29.05.2022 einundvierzigster Blog Eintrag – Uhrzeit MESZ 11:37 Uhr


Hallo zusammen,


vor Kurzem erhielt ich von meiner Krankenkasse ein Schreiben mit der Überschrift „Ihr Recht auf eine kostenlose Zweitmeinung“. In dem Schreiben werde ich informiert, dass Versicherte einen gesetzlichen Anspruch (§ 27 b SGB V) auf eine kostenlose ärztliche Zweitmeinung für ausgewählte Eingriffe haben, u.a. Gebärmutterentfernung, Mandeloperation, Implantation eines künstlichen Kniegelenkes, Eingriffe an der Wirbelsäule. Krebs wird in dem Schreiben nicht genannt! Ein Zufall? Wie verhält es sich bei Krebserkrankungen?


Und was ist überhaupt eine Zweitmeinung? unter einer Zweitmeinung versteht man die zweite, unabhängige Beurteilung der Erkrankungssituation und der Therapieempfehlung durch einen anderen Arzt beziehungsweise durch ein weiteres Ärzteteam. Zielsetzung des Gesetzgebers ist es medizinisch nicht notwendige Indikationsstellungen bei planbaren Eingriffen und die Durchführung von medizinisch nicht gebotenen planbaren Eingriffen zu vermeiden. Dabei hilft die Zweitmeinung idealerweise in der Fragestellung welche Behandlungsmöglichkeiten gibt es, und welche ist für mich die richtige?
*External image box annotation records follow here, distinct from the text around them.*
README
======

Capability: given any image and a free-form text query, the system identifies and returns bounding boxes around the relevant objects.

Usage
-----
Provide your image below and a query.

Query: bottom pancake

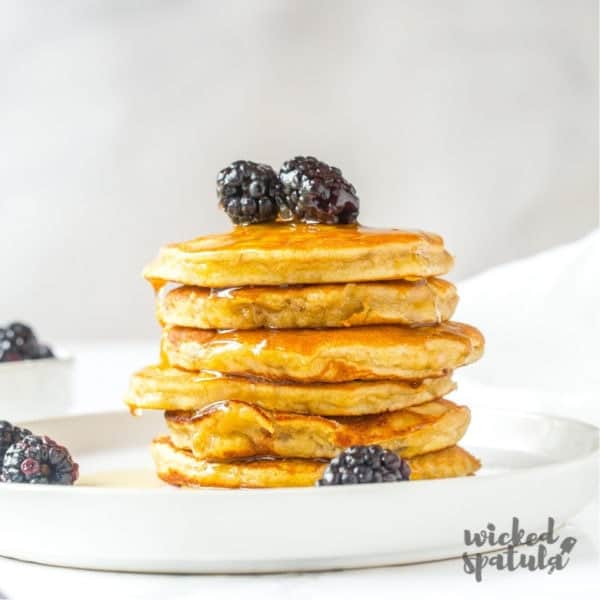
[165,400,470,460]
[152,436,481,488]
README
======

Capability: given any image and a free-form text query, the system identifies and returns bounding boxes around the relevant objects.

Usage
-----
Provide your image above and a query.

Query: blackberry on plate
[0,421,31,470]
[0,435,79,485]
[0,322,54,362]
[279,156,360,224]
[217,160,281,225]
[317,445,410,486]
Oft ist die Frage nach der richtigen Behandlung gar nicht so einfach zu beantworten. Die Standard-Therapievorgehensweisen aus den onkologischen Leitlinien sind bei der Vielfalt der Krankheitsformen und individuellen körperlichen Verfassungen nicht selten nur eine Orientierungshilfe, die entsprechend angepasst werden müssen. Häufig kommen mehrere Therapieoptionen infrage, und sie sind so vielfältig, dass ein Arzt allein kaum den ganzheitlichen Überblick hat. Deshalb werden die Spezialisten der unterschiedlichen Fachrichtungen aktiv eingebunden, darunter Chirurgen, Onkologen, Ärzte für Innere Medizin, Radiologen, Strahlentherapeuten, aber auch der Pathologe, der das Tumorgewebe untersucht hat. Es entsteht eine Expertenkommission, die über den Fall eines Krebspatienten beraten, im Fachjargon: interdisziplinäre Tumorkonferenz. „In der Onkologie entscheidet niemand mehr allein – zehn Augen sehen mehr als zwei“.
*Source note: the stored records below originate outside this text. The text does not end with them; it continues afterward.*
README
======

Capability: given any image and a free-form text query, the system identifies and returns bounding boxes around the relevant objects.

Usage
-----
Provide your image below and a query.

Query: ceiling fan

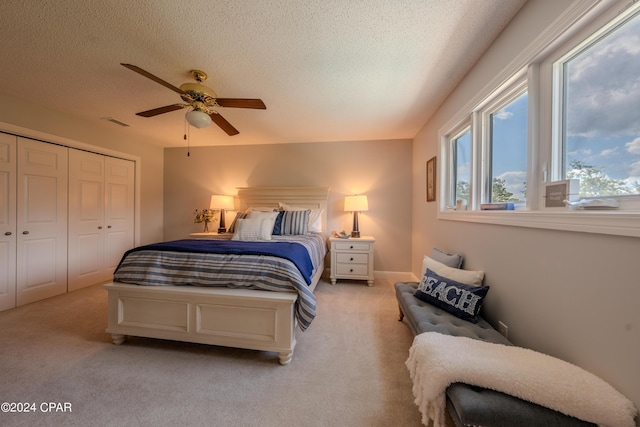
[120,63,267,136]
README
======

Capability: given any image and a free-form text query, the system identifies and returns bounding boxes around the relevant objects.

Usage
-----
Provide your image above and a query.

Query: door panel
[16,138,68,305]
[0,133,16,311]
[68,149,106,291]
[105,157,135,276]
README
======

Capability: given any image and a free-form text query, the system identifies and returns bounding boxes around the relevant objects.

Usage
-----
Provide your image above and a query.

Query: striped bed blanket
[113,233,327,330]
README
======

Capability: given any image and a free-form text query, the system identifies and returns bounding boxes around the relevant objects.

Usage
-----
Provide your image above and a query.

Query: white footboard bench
[104,283,298,365]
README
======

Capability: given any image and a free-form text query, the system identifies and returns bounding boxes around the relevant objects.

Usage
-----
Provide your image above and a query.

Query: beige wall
[0,95,163,244]
[412,0,640,416]
[164,140,411,272]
Je komplexer der Fall erscheint, oder je seltener die Tumorerkrankung (Inzidenz) ist, erscheint für mich die Notwendigkeit, eine ärztlichen Zweitmeinung einzuholen. Im Internet können sich Patienten über das Zweitmeinungsportal http://www.krebszweitmeinung.de telefonisch oder über ein Kontaktformular melden. Nach Datenfreigabeerklärung werden die medizinischen Daten in einer elektronischen Patientenakte gespeichert und an die Deutschen Krebsgesellschaft-zertifizierte Zentren weitergegeben.



Mit ihrer Zweitmeinungsempfehlung können Patienten ihren aktuell behandelnden Arzt kontaktieren, um das weitere Vorgehen mit ihm zu besprechen. Die Kosten für diesen Service werden derzeit von rund 30 Krankenkassen übernommen.
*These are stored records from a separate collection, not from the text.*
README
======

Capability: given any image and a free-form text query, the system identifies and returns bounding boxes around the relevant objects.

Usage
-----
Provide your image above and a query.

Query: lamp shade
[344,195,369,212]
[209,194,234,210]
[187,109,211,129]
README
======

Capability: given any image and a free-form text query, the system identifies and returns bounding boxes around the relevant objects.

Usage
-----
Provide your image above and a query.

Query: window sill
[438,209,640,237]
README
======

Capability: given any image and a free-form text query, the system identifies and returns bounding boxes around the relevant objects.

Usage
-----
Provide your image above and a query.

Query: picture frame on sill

Aber was passiert, wenn Erst- und Zweitmeinung sich widersprechen, gänzlich unterschiedliche Therapie- und Behandlungsmethoden vorgeschlagen werden? Wie bei mir aktuell geschehen!



Liebe Leser, ich berichte: Bekanntes cholangiozelluläres Karzinom linker Leberlappen, im Randbereich multiple, rundliche Lebermetastasen, ebenso linker Leberlappen in Richtung des Ligamentum falciforme hepatis. Unspezifische Parenchymzysten rechter Leberlappen. Lymphknotenmetastasen im Bereich des Leberhilus. Nach weiterem Regress der Lebermetastasierung im Sinne einer partiellen Remission (34 Chemotherapien erfolgt), Pfortaderthrombose nicht mehr darstellbar, empfiehlt das

  • Tumorboard Krankenhaus 1: prinzipiell Resektion oder Ablativesverfahren als individuelles Therapiekonzepte bei sehr jungem und 4. Patienten vorstellbar, falls laparoskopisch keine Peritonealkarzinose sichtbar ist, Aussetzung Systemtherapie

  • Tumorboard Krankenhaus 2: technische Irresektabilität der linksseitigen Tumormanifestation bei Ummauerung der Pfortader und Gallengangsbifurkation. Vorstellung interventionelle Radiologie zur Evaluation TACE, alternativ Fortsetzung Systemtherapie.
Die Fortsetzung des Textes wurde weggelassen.